The appeals board has refused planning permission to Kieran Gannon's Eastwise Group for the 475 apartments after concluding that the Strategic Housing Development scheme did not meet the zoning objective of retaining 20 per cent of the lands as accessible open space.
The scheme – comprising seven blocks ranging in height from four to eight storeys – was to be located on the Swords Road between Drumcondra and Santry, at Hartfield Place in Whitehall, Dublin 9.
It was reported earlier this year that German fund Patrizia AG was closing in on the forward purchase of the development for a figure in excess of €200 million.
However, this decision scuppers that mooted deal.
As part of its social housing obligations, the developer was proposing to sell 47 apartments to Dublin City Council for €21.36 million. The developers had priced the two-bed apartments at €531,797 as part of that proposed deal and one-bed units at €350,437.
The decision, however, leaves the door open for revised plans to be lodged.
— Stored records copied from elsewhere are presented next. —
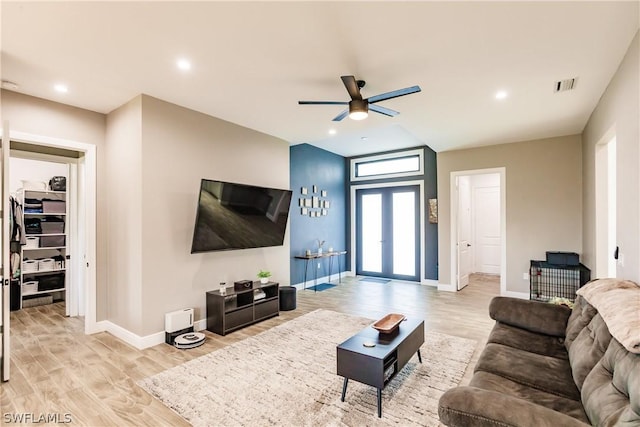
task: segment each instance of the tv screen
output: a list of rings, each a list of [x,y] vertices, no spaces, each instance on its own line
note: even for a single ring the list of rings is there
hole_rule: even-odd
[[[191,253],[282,246],[291,191],[203,179]]]

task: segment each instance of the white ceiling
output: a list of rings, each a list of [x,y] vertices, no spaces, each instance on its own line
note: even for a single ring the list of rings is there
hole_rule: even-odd
[[[446,151],[580,133],[640,26],[638,5],[3,1],[1,71],[19,92],[101,113],[145,93],[344,156]],[[365,97],[422,92],[379,104],[399,116],[362,122],[297,104],[348,100],[340,76],[351,74]],[[573,91],[553,92],[572,77]]]

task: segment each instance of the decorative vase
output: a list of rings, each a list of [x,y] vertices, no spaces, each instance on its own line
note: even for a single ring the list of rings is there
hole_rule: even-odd
[[[322,248],[318,248],[318,255],[322,255]]]
[[[262,283],[263,285],[269,283],[269,278],[268,277],[261,277],[260,278],[260,283]]]

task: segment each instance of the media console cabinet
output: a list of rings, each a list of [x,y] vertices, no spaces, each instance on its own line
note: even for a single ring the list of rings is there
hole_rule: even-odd
[[[207,330],[218,335],[280,314],[279,284],[253,282],[252,289],[207,292]]]

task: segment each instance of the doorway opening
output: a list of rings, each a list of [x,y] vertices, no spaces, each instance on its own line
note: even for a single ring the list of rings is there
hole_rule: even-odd
[[[500,276],[506,290],[505,168],[451,173],[452,290],[471,274]]]
[[[25,234],[12,243],[11,310],[57,302],[66,316],[83,316],[86,281],[75,256],[85,252],[78,239],[84,223],[84,211],[78,209],[80,153],[43,154],[37,147],[22,151],[25,144],[15,145],[19,149],[10,152],[9,190],[20,207]],[[53,187],[52,177],[60,177]]]
[[[77,141],[9,131],[10,158],[66,163],[69,165],[68,263],[71,293],[66,315],[84,316],[84,332],[99,332],[96,321],[96,147]],[[10,164],[7,165],[11,173]]]
[[[617,276],[616,137],[608,132],[596,144],[596,277]]]

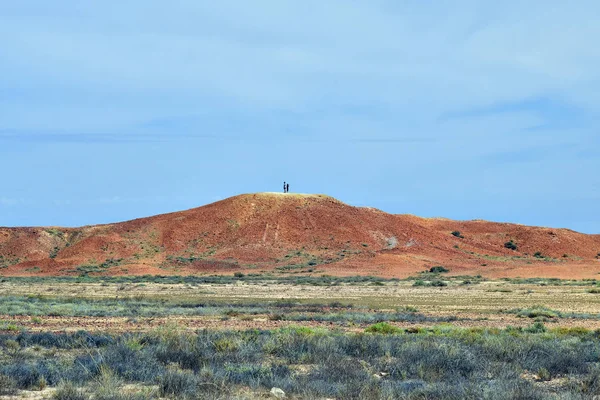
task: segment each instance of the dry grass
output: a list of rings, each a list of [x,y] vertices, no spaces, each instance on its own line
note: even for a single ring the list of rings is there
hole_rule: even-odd
[[[504,313],[516,308],[538,305],[562,313],[600,314],[600,296],[590,294],[589,286],[540,286],[538,284],[512,284],[504,281],[481,282],[461,285],[450,282],[449,286],[413,287],[410,281],[387,282],[383,286],[339,285],[301,286],[292,284],[240,283],[237,284],[116,284],[116,283],[0,283],[0,296],[42,296],[44,298],[97,298],[134,299],[205,303],[226,305],[293,300],[298,303],[328,304],[339,301],[352,303],[355,307],[370,310],[394,310],[411,306],[427,316],[456,316],[455,325],[504,327],[522,326],[526,321]],[[31,330],[61,330],[85,327],[89,330],[144,330],[176,321],[190,329],[198,328],[278,328],[293,321],[273,321],[268,315],[222,316],[160,316],[156,318],[122,317],[30,317],[0,316],[6,325],[27,327]],[[327,326],[328,322],[307,322],[311,326]],[[559,318],[555,326],[584,326],[600,328],[600,319]],[[411,323],[398,323],[399,326]],[[414,325],[414,324],[413,324]],[[428,325],[427,323],[420,325]],[[353,329],[352,326],[346,326]],[[360,326],[358,327],[360,328]]]

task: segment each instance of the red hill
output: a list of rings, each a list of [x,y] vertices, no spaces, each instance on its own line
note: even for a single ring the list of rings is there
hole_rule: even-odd
[[[452,232],[460,232],[455,235]],[[505,247],[511,241],[516,250]],[[452,274],[593,278],[600,235],[425,219],[324,195],[258,193],[82,228],[0,228],[0,274]]]

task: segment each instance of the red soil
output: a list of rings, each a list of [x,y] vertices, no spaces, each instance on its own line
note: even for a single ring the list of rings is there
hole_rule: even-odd
[[[518,250],[506,249],[508,240]],[[324,195],[279,193],[110,225],[0,228],[0,274],[6,276],[275,269],[406,277],[443,265],[456,275],[594,278],[599,252],[600,235],[392,215]]]

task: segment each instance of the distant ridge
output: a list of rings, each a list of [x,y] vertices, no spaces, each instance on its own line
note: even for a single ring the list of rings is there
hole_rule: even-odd
[[[590,278],[600,272],[599,253],[600,235],[393,215],[323,194],[243,194],[81,228],[0,228],[0,275],[406,277],[443,265],[451,274]]]

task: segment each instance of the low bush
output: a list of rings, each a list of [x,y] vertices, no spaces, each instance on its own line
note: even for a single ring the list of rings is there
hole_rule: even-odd
[[[59,400],[78,400],[74,385],[86,388],[84,398],[97,400],[235,398],[242,387],[244,393],[264,393],[274,386],[293,398],[583,399],[600,388],[600,341],[593,331],[547,330],[542,323],[405,331],[386,322],[365,331],[295,327],[191,334],[167,327],[147,334],[80,332],[46,339],[0,333],[0,344],[46,343],[41,345],[46,351],[4,353],[0,382],[26,388],[43,378],[59,385]],[[54,343],[65,350],[47,358]],[[543,379],[562,377],[564,384],[534,385],[523,378],[525,371]],[[128,394],[123,387],[130,383],[158,386]]]
[[[510,250],[517,250],[518,246],[515,242],[513,242],[512,240],[509,240],[508,242],[504,243],[504,247],[506,247],[507,249]]]
[[[433,274],[443,274],[446,272],[450,272],[449,269],[442,267],[441,265],[438,265],[436,267],[431,267],[429,268],[429,272],[433,273]]]
[[[394,325],[390,325],[387,322],[379,322],[377,324],[369,326],[367,329],[365,329],[365,332],[390,335],[394,333],[400,333],[402,332],[402,329],[395,327]]]
[[[17,393],[17,385],[15,381],[10,377],[4,374],[0,375],[0,395],[14,395]]]
[[[520,310],[512,310],[513,314],[516,314],[518,317],[525,318],[556,318],[560,316],[558,311],[552,310],[548,307],[544,306],[533,306],[531,308],[523,308]]]
[[[524,328],[523,331],[528,333],[544,333],[546,332],[546,326],[543,322],[535,322],[533,325]]]
[[[158,394],[176,398],[192,396],[197,391],[198,381],[190,371],[169,369],[158,379]]]
[[[89,396],[83,390],[68,381],[62,381],[52,394],[54,400],[88,400],[88,398]]]

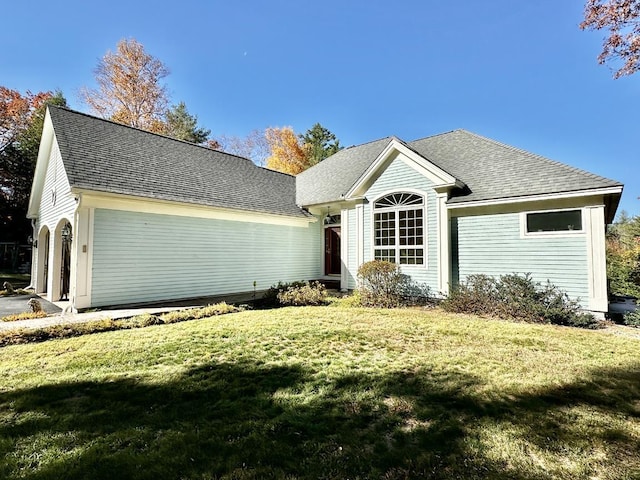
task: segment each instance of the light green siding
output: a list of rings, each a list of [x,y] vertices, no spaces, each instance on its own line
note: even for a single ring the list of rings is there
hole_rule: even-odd
[[[96,209],[93,306],[264,290],[320,275],[308,227]]]
[[[454,219],[455,220],[455,219]],[[534,280],[547,280],[579,298],[589,300],[587,237],[526,237],[520,234],[520,215],[503,213],[459,217],[457,225],[457,268],[461,282],[468,275],[492,276],[531,273]],[[454,263],[455,267],[455,263]]]
[[[373,202],[384,193],[416,191],[425,196],[426,213],[426,265],[402,266],[403,273],[410,275],[416,282],[425,283],[436,292],[438,289],[438,232],[437,200],[433,183],[400,158],[396,158],[367,190],[368,202],[364,207],[364,261],[373,259]],[[351,241],[351,240],[350,240]]]

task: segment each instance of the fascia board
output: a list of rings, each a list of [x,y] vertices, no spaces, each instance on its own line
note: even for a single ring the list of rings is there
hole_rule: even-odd
[[[53,129],[53,122],[51,121],[51,115],[47,108],[44,117],[44,125],[42,127],[40,146],[38,148],[36,169],[33,175],[33,183],[31,184],[31,195],[29,195],[27,218],[35,218],[38,215],[40,200],[42,198],[42,189],[44,188],[47,167],[49,165],[49,159],[51,158],[51,149],[54,141],[55,132]]]
[[[473,207],[490,207],[493,205],[505,205],[511,203],[537,202],[545,200],[561,200],[564,198],[590,197],[595,195],[615,195],[621,194],[623,187],[607,187],[595,188],[591,190],[578,190],[574,192],[563,192],[543,195],[528,195],[522,197],[496,198],[491,200],[476,200],[472,202],[448,203],[449,210],[473,208]]]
The board refused planning as the zoning requires that developments keep a minimum of 20 per cent for public open space. It also found that the proposal materially contravened the Dublin City Council development plan on communal open space to serve the apartments.
The board stated that the issue had not been addressed in planning documentation or site notices and it is therefore precluded from granting permission.
The council had recommended that permission be refused on the 20 per cent public open space and communal open space deficiencies attached to the application.
Planning consultants Thornton O’Connor Town Planning contended that the proposed scheme would “contribute positively to the urgent need to increase the housing supply”.
The consultants said that given the site's proximity to the main campus of Dublin City University and health employers such as Beaumont Hospital, the site could be regarded as a highly accessible location suitable for increased density.But local residents objected, claiming the development would have an excessive residential density resulting in overdevelopment and this would not be in keeping with the area.